Role of neutrophil myeloperoxidase in the development and progression of high-altitude pulmonary edema

Background: Neutrophil infiltration and hypoxic pulmonary vasoconstriction induced by hypobaric hypoxic stress are vital in high-altitude pulmonary edema (HAPE). Myeloperoxidase (MPO), an important enzyme in neutrophils, is associated with inflammation and oxidative stress and is also involved in the regulation of nitric oxide synthase (NOS), an enzyme that catalyzes the production of the vasodilatory factor nitric oxide (NO). However, the role of neutrophil MPO in HAPE's progression is still uncertain. Therefore, we hypothesize that MPO is involved in the development of HAPE via NOS. Methods: In Xining, China (altitude: 2260 m), C57BL/6 N wild-type and mpo- /- mice served as normoxic controls, while a hypobaric chamber simulated 7000 m altitude for hypoxia. L-NAME, a nitric oxide synthase (NOS) inhibitor to inhibit NO production, was the experimental drug, and D-NAME, without NOS inhibitory effects, was the control. After measuring pulmonary artery pressure (PAP), samples were collected and analyzed for blood neutrophils, oxidative stress, inflammation, vasoactive substances, pulmonary alveolar-capillary barrier permeability, and lung tissue morphology.

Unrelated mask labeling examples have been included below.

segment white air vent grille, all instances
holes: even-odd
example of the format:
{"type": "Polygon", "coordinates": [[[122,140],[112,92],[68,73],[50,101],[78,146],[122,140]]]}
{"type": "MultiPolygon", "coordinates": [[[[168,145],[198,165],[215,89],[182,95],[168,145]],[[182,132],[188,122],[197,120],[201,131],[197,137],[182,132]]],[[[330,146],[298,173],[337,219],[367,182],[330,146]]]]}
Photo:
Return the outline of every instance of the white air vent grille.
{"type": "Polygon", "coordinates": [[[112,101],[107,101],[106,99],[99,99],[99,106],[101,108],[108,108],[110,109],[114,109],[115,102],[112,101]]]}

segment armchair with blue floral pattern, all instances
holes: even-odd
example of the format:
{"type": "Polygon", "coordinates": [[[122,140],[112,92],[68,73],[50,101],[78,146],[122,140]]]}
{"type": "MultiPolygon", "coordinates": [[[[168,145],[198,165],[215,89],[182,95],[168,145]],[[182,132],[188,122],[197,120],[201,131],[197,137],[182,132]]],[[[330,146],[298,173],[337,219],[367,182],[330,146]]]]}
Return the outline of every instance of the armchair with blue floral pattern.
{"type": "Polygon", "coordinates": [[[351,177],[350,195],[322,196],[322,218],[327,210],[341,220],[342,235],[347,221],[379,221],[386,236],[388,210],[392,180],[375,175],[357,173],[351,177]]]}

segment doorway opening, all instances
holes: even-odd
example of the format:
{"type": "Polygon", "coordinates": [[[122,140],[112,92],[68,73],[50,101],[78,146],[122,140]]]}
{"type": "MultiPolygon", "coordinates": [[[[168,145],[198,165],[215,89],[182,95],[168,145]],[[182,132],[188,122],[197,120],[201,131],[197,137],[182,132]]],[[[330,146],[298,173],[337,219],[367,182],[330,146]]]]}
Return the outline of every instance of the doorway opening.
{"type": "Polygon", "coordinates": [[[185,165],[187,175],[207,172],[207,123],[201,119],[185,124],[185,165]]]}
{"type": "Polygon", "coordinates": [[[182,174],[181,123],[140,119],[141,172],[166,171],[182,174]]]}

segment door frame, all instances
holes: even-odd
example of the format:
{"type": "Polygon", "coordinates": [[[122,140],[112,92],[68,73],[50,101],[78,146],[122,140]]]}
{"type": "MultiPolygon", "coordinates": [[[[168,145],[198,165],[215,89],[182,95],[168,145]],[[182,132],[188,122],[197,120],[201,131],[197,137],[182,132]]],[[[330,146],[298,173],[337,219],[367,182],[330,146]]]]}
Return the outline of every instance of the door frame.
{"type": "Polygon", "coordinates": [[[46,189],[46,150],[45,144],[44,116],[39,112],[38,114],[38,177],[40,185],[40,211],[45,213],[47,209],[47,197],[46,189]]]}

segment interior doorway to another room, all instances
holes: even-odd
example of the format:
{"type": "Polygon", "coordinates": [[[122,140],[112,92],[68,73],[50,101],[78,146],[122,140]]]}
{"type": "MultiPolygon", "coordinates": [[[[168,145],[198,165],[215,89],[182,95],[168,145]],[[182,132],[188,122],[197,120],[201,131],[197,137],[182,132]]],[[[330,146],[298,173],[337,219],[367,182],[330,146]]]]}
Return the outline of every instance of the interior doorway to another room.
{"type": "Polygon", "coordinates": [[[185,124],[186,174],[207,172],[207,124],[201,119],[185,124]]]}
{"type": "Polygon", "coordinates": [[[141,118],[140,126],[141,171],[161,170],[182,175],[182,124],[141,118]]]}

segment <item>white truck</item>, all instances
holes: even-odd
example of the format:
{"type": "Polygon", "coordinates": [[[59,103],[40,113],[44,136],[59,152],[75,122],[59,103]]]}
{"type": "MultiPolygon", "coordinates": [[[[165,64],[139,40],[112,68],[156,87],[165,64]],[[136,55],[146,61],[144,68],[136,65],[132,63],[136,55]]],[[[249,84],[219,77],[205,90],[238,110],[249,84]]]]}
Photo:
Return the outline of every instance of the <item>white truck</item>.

Results: Wild-type mice's lung injury scores, permeability, and neutrophil counts rose at 24 and 48 h of hypoxia exposure. Under hypoxia, PAP increased from 12.89 +/- 1.51 mmHg under normoxia to 20.62 +/- 3.33 mmHg significantly in wild-type mice and from 13.24 +/- 0.79 mmHg to 16.50 +/- 2.07 mmHg in mpo- /- mice. Consistent with PAP, inducible NOS activity, lung permeability, lung injury scores, oxidative stress response, and inflammation showed more significant increases in wild-type mice than in mpo- /- mice. Additionally, endothelial NOS activity and NO levels decreased more pronouncedly in wild-type mice than in mpo- /- mice. NOS inhibition during hypoxia led to more significant increases in PAP, permeability, and lung injury scores compared to the drug control group, especially in wild-type mice. Conclusion: MPO knockout reduces oxidative stress and inflammation to preserve alveolar-capillary barrier permeability and limits the decline in endothelial NOS activity to reduce PAP elevation during hypoxia. MPO inhibition emerges as a prospective therapeutic strategy for HAPE, offering avenues for precise interventions.